Speaking of which, to keep track of SOTA for natural language, keep an eye on [NLP-Progress](http://nlpprogress.com/) and [Papers with Code](https://paperswithcode.com/sota).

The use cases for natural language have shifted dramatically over the past two years, after deep learning techniques arose to the fore.
Circa 2014, a natural language tutorial in Python might have shown _word count_ or _keyword search_ or _sentiment detection_ where the target use cases were relatively underwhelming.
Circa 2019 we're talking about analyzing thousands of documents for vendor contracts in an industrial supply chain optimization ... or hundreds of millions of documents for policy holders of an insurance company, or gazillions of documents regarding financial disclosures.
More contemporary natural language work tends to be in NLU, often to support construction of _knowledge graphs,_ and increasingly in NLG where large numbers of similar documents can be summarized at human scale.

The [spaCy Universe](https://spacy.io/universe) is a great place to check for deep-dives into particular use cases, and to see how this field is evolving.

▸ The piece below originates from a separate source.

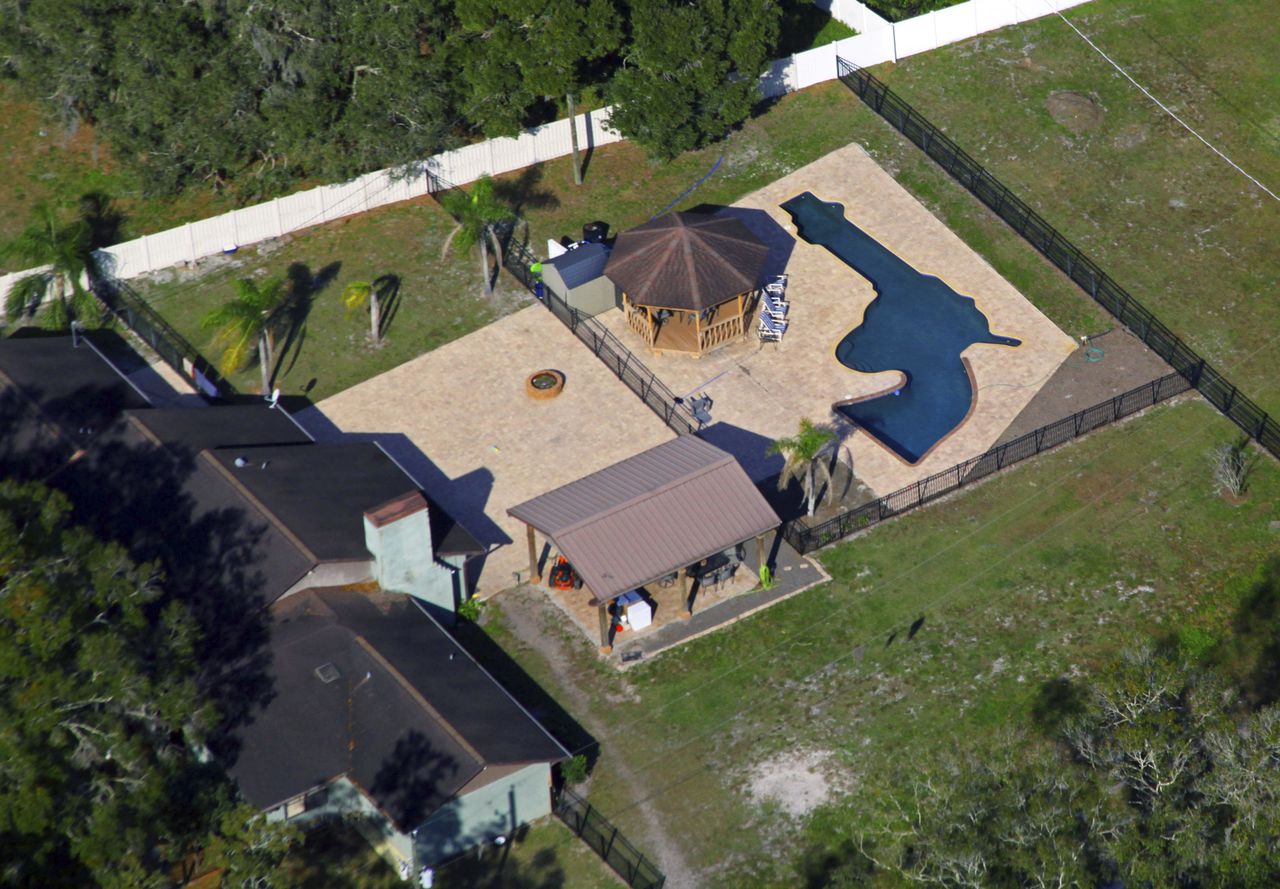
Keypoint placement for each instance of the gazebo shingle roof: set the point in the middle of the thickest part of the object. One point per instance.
(686, 261)
(658, 511)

Some selections from this "universe" include:

 - [Blackstone](https://spacy.io/universe/project/blackstone) – parsing unstructured legal texts
 - [Kindred](https://spacy.io/universe/project/kindred) – extracting entities from biomedical texts (e.g., Pharma)
 - [mordecai](https://spacy.io/universe/project/mordecai) – parsing geographic information
 - [Prodigy](https://spacy.io/universe/project/prodigy) – human-in-the-loop annotation to label datasets
 - [spacy-raspberry](https://spacy.io/universe/project/spacy-raspberry) – Raspberry PI image for running _spaCy_ and deep learning on edge devices
 - [Rasa NLU](https://spacy.io/universe/project/rasa) – Rasa integration for voice apps

Also, a couple super new items to mention:

  - [spacy-pytorch-transformers](https://explosion.ai/blog/spacy-pytorch-transformers) to fine tune (i.e., use _transfer learning_ with) the Sesame Street characters and friends: BERT, GPT-2, XLNet, etc.
  - [spaCy IRL 2019](https://irl.spacy.io/2019/) conference – check out videos from the talks!

There's so much more that can be done with _spaCy_ – hopefully this tutorial provides an introduction. We wish you all the best in your natural language work.